#WhoIAm: I'll Take a Rain Check on That One

In high school, like a lot of the kids here, I was an overachiever. Overachievers, as a species, have this nasty habit of wrapping their identities around their successes. Not only is this culture of success a breeding ground for inflated egos and pretentiousness, but it, paradoxically, cultivates deep insecurity. Because, when you are constantly achieving (in academics, sports, clubs, internships, the works), what happens when, all of a sudden, you fail? Overachievers must really be masochists because, when college application time comes around, they tend to apply to the most selective schools and scholarships. They are just asking for rejection. And, when that time came for me, it shook me to my core. All my eggs were in one flimsy basket that was annihilated by an Indiana Jones-style steamrolling boulder of reality. And it was one of the best things to ever happen to me.

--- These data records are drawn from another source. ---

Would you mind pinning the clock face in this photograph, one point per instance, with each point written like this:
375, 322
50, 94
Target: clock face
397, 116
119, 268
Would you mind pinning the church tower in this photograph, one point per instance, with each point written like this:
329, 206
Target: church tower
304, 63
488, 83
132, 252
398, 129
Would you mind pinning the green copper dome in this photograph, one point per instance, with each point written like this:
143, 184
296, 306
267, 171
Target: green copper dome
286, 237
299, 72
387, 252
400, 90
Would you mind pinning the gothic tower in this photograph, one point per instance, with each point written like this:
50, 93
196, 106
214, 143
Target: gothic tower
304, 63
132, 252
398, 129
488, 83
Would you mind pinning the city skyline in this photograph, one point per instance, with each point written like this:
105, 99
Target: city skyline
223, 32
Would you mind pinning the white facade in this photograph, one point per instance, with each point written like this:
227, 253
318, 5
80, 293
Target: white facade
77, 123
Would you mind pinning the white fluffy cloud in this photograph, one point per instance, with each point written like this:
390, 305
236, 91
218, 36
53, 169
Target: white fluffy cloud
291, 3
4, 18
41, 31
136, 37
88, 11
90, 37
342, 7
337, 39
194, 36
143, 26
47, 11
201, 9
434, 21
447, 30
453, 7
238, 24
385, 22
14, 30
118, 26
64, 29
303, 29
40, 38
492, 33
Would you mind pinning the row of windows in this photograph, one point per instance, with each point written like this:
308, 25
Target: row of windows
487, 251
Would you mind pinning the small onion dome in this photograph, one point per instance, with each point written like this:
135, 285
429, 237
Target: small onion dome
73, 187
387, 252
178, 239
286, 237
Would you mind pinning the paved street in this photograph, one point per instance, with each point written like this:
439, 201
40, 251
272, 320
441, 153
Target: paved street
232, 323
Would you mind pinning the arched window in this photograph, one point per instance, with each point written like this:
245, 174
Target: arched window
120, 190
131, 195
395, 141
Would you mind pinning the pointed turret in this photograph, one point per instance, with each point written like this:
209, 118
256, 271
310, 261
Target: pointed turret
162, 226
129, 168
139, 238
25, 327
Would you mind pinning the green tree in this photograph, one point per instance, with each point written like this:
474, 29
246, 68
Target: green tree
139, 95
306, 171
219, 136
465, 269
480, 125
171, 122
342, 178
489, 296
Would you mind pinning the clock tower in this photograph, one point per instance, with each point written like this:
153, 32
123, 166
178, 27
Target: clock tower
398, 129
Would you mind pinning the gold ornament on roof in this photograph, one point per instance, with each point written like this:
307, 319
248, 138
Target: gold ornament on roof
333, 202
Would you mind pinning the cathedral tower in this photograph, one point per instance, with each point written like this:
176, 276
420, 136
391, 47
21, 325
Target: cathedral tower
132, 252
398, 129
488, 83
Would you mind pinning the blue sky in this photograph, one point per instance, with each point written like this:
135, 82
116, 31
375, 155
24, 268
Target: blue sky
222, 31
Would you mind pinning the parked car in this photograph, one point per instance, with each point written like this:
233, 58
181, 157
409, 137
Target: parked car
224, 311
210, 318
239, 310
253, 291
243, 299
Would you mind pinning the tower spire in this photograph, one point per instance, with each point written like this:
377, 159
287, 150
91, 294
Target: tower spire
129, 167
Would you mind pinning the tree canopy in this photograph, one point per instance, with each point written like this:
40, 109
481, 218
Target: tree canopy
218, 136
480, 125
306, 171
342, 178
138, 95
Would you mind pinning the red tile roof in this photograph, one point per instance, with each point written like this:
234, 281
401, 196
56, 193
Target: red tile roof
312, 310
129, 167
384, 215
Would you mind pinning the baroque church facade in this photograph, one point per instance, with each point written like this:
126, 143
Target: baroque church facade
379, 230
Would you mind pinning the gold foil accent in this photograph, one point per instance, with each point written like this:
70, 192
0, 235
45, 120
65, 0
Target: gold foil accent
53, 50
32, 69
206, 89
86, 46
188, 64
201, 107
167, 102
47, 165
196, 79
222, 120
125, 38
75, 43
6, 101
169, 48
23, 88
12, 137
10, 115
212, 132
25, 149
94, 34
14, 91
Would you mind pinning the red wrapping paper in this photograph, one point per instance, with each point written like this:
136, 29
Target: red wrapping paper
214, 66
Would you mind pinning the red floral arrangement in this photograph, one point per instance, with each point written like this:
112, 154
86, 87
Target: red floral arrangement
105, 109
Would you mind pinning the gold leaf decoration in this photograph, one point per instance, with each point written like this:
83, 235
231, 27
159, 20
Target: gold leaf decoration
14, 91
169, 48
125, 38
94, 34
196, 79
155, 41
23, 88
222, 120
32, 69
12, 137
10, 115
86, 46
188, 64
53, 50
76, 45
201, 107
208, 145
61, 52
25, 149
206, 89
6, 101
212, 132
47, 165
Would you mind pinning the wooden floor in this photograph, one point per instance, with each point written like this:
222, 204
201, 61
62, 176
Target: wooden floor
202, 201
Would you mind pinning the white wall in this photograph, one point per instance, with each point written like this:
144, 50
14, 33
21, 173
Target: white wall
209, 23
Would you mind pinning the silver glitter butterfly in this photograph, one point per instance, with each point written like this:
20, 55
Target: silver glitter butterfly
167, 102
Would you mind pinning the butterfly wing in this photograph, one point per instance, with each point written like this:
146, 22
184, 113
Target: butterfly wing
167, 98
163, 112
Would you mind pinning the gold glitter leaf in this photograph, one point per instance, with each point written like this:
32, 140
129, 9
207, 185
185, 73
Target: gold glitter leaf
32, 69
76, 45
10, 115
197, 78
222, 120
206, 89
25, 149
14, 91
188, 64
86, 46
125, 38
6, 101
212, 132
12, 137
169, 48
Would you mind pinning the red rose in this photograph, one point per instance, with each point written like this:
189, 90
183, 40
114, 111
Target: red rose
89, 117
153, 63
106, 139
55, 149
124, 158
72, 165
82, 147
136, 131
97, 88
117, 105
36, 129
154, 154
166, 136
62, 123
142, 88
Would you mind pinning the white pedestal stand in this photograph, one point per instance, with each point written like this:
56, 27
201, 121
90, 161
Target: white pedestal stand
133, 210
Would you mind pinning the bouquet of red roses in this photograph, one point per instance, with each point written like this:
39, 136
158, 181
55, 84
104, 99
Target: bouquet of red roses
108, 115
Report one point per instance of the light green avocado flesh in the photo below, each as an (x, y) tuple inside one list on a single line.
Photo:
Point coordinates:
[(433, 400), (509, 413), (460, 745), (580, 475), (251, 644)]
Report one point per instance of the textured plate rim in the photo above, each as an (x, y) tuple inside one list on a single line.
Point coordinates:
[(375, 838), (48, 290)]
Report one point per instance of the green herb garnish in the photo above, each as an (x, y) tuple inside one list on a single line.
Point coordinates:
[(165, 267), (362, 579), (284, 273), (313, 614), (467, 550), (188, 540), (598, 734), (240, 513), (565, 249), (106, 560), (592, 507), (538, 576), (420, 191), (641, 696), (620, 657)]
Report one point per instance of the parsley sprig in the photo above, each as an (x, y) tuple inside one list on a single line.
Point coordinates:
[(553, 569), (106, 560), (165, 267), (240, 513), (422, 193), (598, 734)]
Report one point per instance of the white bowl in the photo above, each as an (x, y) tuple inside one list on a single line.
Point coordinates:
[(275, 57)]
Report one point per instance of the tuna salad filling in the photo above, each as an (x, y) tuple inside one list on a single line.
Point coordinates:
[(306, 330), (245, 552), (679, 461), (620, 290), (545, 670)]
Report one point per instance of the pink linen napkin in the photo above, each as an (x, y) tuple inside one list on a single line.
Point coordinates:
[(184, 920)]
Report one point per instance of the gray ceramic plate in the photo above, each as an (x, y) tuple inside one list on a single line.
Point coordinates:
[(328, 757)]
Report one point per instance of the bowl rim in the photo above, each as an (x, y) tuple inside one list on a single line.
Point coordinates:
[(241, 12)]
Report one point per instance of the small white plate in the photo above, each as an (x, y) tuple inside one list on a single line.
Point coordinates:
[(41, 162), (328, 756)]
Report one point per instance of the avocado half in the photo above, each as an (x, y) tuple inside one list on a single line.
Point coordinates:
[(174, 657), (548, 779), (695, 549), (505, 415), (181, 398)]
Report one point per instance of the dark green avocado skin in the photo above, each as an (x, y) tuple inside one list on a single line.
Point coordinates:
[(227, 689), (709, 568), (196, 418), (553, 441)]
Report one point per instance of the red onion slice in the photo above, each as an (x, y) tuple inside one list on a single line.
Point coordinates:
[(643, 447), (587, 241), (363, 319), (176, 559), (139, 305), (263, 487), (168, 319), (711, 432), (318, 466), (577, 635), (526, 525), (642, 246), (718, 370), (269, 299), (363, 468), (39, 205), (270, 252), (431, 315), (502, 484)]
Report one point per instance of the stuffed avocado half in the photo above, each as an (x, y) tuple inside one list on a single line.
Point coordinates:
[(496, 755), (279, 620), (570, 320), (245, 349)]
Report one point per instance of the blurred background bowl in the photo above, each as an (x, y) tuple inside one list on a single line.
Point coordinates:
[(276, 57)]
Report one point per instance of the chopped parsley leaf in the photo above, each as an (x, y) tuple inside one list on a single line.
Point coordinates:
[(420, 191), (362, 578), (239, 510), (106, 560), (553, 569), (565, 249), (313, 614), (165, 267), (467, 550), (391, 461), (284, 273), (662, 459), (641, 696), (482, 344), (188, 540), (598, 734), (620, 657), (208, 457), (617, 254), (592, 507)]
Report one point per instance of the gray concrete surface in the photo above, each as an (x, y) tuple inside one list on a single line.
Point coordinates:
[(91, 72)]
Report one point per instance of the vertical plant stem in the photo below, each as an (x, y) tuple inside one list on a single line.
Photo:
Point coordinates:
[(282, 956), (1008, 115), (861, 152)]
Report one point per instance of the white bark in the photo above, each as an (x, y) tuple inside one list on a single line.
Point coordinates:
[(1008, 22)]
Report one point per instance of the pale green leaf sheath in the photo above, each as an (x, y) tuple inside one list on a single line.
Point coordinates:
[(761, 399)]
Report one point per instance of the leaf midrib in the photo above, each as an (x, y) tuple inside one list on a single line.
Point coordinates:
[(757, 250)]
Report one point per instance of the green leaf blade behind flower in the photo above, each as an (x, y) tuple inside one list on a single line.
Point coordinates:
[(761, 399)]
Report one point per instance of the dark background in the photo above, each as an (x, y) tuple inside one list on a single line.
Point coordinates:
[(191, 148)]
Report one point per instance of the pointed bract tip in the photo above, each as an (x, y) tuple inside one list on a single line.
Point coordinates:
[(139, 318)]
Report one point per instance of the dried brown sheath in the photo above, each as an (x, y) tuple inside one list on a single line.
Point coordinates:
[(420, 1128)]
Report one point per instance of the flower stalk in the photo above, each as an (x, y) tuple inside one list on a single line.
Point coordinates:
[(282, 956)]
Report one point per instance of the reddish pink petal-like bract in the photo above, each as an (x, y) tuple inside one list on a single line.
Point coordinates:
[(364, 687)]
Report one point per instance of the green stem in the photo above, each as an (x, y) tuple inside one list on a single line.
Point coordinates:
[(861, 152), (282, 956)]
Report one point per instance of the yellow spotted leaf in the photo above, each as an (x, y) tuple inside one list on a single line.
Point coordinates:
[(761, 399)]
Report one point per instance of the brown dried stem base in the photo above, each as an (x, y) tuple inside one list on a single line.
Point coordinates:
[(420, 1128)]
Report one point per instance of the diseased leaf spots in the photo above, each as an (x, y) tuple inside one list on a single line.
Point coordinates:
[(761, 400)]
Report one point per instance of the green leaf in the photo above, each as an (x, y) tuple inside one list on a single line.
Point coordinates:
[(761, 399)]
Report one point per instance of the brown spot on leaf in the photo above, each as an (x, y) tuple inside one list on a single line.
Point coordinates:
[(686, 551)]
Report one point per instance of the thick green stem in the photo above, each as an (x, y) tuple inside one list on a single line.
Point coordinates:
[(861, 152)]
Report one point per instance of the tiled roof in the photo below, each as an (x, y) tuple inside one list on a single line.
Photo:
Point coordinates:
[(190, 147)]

Before I entered college, I had reconciled with this change in self-image. I realized that I had ingrained this narrative of successful, overworking, driven overachiever into the fabric of my identity. I realized the dangers this brought on to me: overloading myself with work, inflating my ego with successes, being crushed when rejection came my way and not giving myself time to relax. I also realized that wasn’t quite who I was anymore. At the same time, I was thrilled. You know that phrase “you can be anyone you want to be”? Well, it actually seemed true. I wasn’t stuck in some distorted image of myself. Instead, I had a few traits about myself I knew to be true, but, largely, I was a blank slate.

I’ve come to a couple conclusions, since then. Number one is that your identity is never set in stone. Who you are now holds no permanence, not if you don’t want it to. People change all the time. Don’t let who you think you are now hinder your working on who you want to be. That leads to the second thought I had: you need to work on your identity - it is an active interaction.

The point here is that you don’t have to know who you are all the time. In fact, it can sometimes be worse to have a rigid self-image. Think you are too introverted? Too talkative? Too slow? The largest obstacle to being who you want to be is giving into the misconception that you have a set character that you cannot alter. Be who you want to be! Don’t worry so much about your identity! You have so many other things to stress over. Don’t get stuck up in the trap of “searching for your identity.” It’s not hiding out in the woods somewhere, just waiting for you to follow a cute treasure map to find it at the red X.  In life, you get to create your own identity, and, if that isn’t empowering, I don’t know what is.

My identity is TBD, and I wouldn’t have it any other way. I’m not going to rush something I have the rest of my life to figure out, to create and to shape. Knowing who I am? I’ll take a rain check on that one.